In order to be admitted to the project, you need to reach at least 60% of the points in the assignments and submit a project proposal.
Project
The course is graded based on a project which you work on in the last two weeks of term. The project should be based on a paper from the research areas covered in the second part of the course. PhD students can (after talking to Jan) do a project related to their research. The project must include the implementation of a neural network training setup which goes beyond what was covered in the architectures discussed in lecture 5. You are responsible for developing your own project ideas, summarized in a project proposal which is part of Assignment F. You will be given feedback on your proposal and there are two exercise sessions dedicated to support with the project.

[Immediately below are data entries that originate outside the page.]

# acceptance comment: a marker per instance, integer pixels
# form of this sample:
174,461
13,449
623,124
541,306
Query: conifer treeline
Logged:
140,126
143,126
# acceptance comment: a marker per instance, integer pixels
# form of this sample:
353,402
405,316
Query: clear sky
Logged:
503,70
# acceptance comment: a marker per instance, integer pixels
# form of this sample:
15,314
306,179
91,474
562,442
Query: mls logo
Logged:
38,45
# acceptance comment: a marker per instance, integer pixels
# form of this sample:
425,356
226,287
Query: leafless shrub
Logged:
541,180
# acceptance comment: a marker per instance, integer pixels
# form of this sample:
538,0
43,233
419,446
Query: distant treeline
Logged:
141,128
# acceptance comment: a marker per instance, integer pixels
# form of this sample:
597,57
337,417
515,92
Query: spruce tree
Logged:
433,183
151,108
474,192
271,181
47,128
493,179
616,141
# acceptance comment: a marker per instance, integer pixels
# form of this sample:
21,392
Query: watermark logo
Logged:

The project grade is based on a written report and an oral presentation. The report should be at most five pages long, excluding references and appendices. A LaTeX template for the report which also contains a suggested structure is available here.
The final grade will be based to 25% each on
- the project idea as stated in the project proposal, i.e. you will get a high grade if you have a creative idea which can be expected to be realizable with the time and compute resources available
- the execution of the project, i.e. you will get a high grade here if you reached interesting results, overcame difficulties etc.
- the clarity of the report, i.e. you will get a high grade here if your report is well structured, well written, has informative plots etc.
- the clarity of the oral presentation, i.e. you will get a high grade here if your presentation is clear and you are able to respond reasonably to some questions
You have to pass all four to pass the course. The final grade will be either U underkänd/fail, G godkänd/pass or VG väl godkänd/pass with distinction.
Detailed course plan
Monday 13:15 in MVF21 |
Tuesday 13:15 in MVH12 |
Thursday 15:15 in MVF21 |
Friday 13:15 in MVF21 |
|
Week 3 |
Lecture 1 | Lecture A |
Exercise Class 1 |
Lecture B |
Week 4 |
Lecture 2 | Lecture 3 |
Exercise Class 2 |
Lecture C |
Week 5 |
Lecture 4 | Lecture 5 |
Exercise Class 3 |
Lecture D Assignment C Due |
Week 6 |
Lecture 6 | Lecture 7 |
Exercise Class 4 |
Lecture E Assignment D Due |
Week 7 |
Lecture 8 | Lecture 9 |
Exercise Class 5 |
Lecture F Assignment E Due |
Week 8 |
Lecture 10 | — |
Exercise Class 6 |
Assignment F Due |
Week 9 |
— | — | Exercise Class 7 | — |
Week 10 |
— | — | Exercise Class 8 | — |
Week 11 |
Report Due | — | Presentation | — |
Teachers
Examiner: Jan Gerken
Lecturer: Jan Gerken
Teaching assistant: Philipp Misof
Course literature
Part one: A good introduction to deep learning is given in
- Goodfellow, I., Bengio, Y., & Courville, A. (2016). Deep learning. MIT Press, freely available here: https://www.deeplearningbook.org/
For part two, references to the relevant literature are provided for each lecture separately.